The time-limited nature of these sales creates a sense of urgency, encouraging users to make purchases they might otherwise delay. This strategy is particularly effective in converting hesitant browsers into buyers.

In conclusion, Steam’s seasonal sales not only offer substantial discounts but also leverage strategic timing, community engagement, and exclusive offers to create an exciting and immersive shopping experience for gamers worldwide.

Discounts on self-developed games

Nintendo rarely offers discounts on their own games, adhering to a pricing strategy which I respect. In contrast, Steam, following the release of their handheld console “Steam Deck,” offers significant discounts even on their acclaimed self-developed game “Half-Life: Alyx (2020),” with reductions of up to 66% source. With Steam entering the handheld gaming console market, Nintendo might need to reconsider their strategy and start discounting their popular self-developed games to regain market share in the near future.

Conclusion

In conclusion, the analysis of the Nintendo eShop discount catalogue has yielded valuable insights and actionable recommendations aimed at enhancing user engagement and overall efficacy. Through strategic implementation of these suggestions, Nintendo could effectively attract and retain customers while optimising their sales performance.

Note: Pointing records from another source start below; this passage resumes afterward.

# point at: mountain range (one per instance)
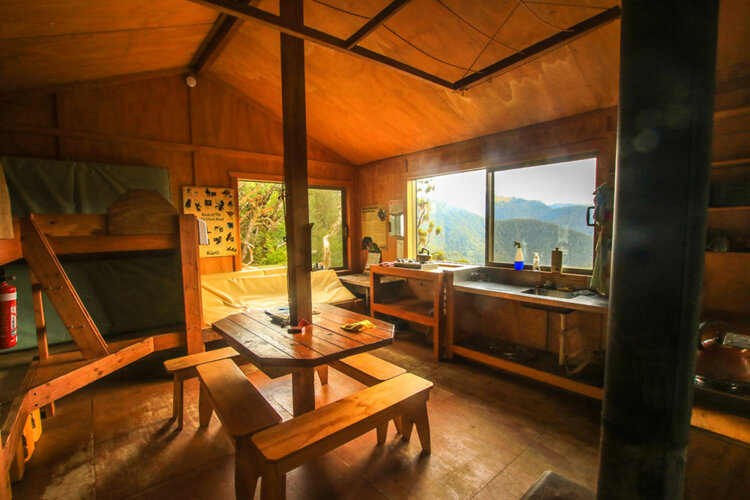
(539, 227)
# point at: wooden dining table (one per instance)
(276, 352)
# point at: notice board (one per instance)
(218, 209)
(375, 224)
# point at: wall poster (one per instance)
(374, 225)
(218, 209)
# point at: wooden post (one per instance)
(667, 71)
(299, 251)
(191, 283)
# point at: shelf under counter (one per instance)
(414, 310)
(542, 367)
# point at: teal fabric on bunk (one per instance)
(122, 293)
(55, 187)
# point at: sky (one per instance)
(569, 182)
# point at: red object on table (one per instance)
(276, 352)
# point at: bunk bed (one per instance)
(138, 224)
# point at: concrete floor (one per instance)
(492, 436)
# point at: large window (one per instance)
(543, 207)
(263, 229)
(450, 216)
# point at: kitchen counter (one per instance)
(593, 303)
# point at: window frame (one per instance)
(411, 212)
(345, 187)
(489, 226)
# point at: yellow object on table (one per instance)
(358, 326)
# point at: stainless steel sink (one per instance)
(550, 293)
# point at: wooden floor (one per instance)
(492, 436)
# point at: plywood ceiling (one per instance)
(360, 109)
(46, 42)
(366, 112)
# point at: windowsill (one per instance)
(544, 269)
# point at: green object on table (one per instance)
(358, 326)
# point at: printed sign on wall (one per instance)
(217, 207)
(374, 225)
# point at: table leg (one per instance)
(303, 391)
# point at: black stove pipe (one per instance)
(667, 71)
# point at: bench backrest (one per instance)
(240, 407)
(302, 438)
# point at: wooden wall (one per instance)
(200, 134)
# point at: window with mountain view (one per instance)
(450, 216)
(544, 207)
(263, 228)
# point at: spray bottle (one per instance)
(536, 266)
(518, 261)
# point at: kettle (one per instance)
(423, 255)
(718, 361)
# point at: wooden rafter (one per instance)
(376, 21)
(249, 13)
(349, 46)
(225, 28)
(539, 49)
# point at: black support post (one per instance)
(298, 244)
(667, 71)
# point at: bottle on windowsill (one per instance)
(518, 261)
(535, 263)
(556, 263)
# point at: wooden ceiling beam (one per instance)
(250, 13)
(375, 22)
(539, 49)
(225, 28)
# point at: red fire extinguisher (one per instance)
(8, 328)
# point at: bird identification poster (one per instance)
(218, 209)
(374, 225)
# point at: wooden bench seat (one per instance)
(367, 369)
(242, 411)
(184, 368)
(279, 449)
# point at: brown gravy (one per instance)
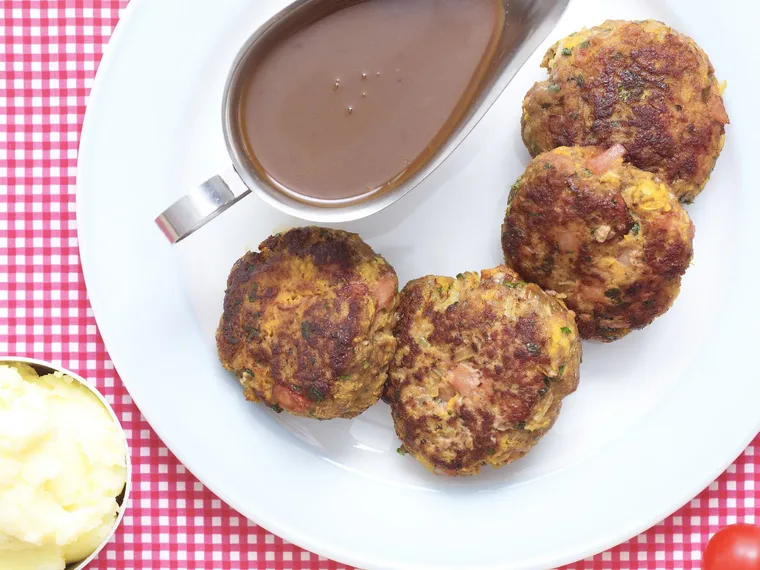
(354, 102)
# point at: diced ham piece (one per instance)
(289, 400)
(464, 379)
(384, 291)
(601, 163)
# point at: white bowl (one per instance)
(43, 367)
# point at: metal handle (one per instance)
(202, 205)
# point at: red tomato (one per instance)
(735, 547)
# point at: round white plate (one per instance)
(657, 415)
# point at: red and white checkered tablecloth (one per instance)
(49, 52)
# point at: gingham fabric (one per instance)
(50, 51)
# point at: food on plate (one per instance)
(482, 365)
(639, 84)
(611, 239)
(307, 323)
(351, 98)
(62, 466)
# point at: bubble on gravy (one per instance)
(352, 103)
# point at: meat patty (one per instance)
(307, 323)
(611, 239)
(639, 84)
(482, 366)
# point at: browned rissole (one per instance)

Firstly, distinguishing between regular sales and seasonal promotions enables better organisation and anticipation among users, while also providing Nintendo with the flexibility to adjust discount strategies as needed.

The proposed discount percentages for both regular and seasonal sales, coupled with ordering the catalogue by popularity and introducing a game rating system, promise to enrich user experience and streamline navigation through the catalogue.

Furthermore, periodically refreshing the entire discount catalogue and occasionally offering free games can inject novelty and excitement, incentivising users to revisit the platform regularly.

Additionally, featuring a game with a significantly discounted price on the front page of the discount catalogue can serve as a powerful enticement for users, capturing immediate attention and stimulating further exploration of available discounts.

Crucially, the insight into the importance of strategically selecting games for discounts underscores the significance of thoughtful curation in maximising the impact of discount campaigns.

Lastly, recognising potential competition from platforms like Steam, especially with the emergence of the Steam Deck, emphasises the importance for Nintendo to remain vigilant and adaptable in a rapidly evolving market landscape.

In summary, by prudently implementing these recommendations and remaining attuned to market dynamics, Nintendo can position itself for sustained success in the digital gaming marketplace.